Modular manipulations, arpeggios, and acoustic picking, produce nocturnal emissions. Dark and electronic, but still a living, vibrant sound. Sustained sequences synthesizing a sonic haze. Melodies emerging from the synergising phase. Kinda kosmische like early Tangerine Dream – say Alpha Centauri or Zeit. New age, in as much as the music strives for the transcendental, aims to provide a means for meditation, a means to momentarily escape now.
It falls to a hush, just a rush of wired winds. A hiss like the rustle of leaves. Single notes decaying in delay. Hanging in the ether like vapour. A psychedelic shimmer, with a temple-like air. Descending through altered states to occult oscillations, the low frequency Om of not the ghost but the zen in the machine. A bottom-end pulse, warm and womb-like, that summons a safe place, a calm away from the chaos. Somewhere to hide and recharge.

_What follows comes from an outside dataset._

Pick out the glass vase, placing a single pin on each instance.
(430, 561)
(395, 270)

So come gather your crystals, whatever totems turn you on. Tune-in, drop-out, float awhile. In the internal eternal aquatic, amniotic, as steel strings echo the submerged song of ambient maestro B.J. Cole. The set`s title, Ripples, perhaps a reference to the positive energy present`s constant organic flow. Edges fizzing with fractals. Busy with details dissolving into the unknown. Drifting in and out of a waking dream, while axes work like Ash Ra, and harmoniums drone. Opening gateways, priming the listener for ascension. The aural aura incandescent with a celestial glow.
The Ocean Moon Group are Jon Tye, Graham Guy-Robinson, and Jack Amor. Their improvisation, Ripples, is available as a download, or super-limited cassette, care of Ruf Dug`s Ruf Kutz.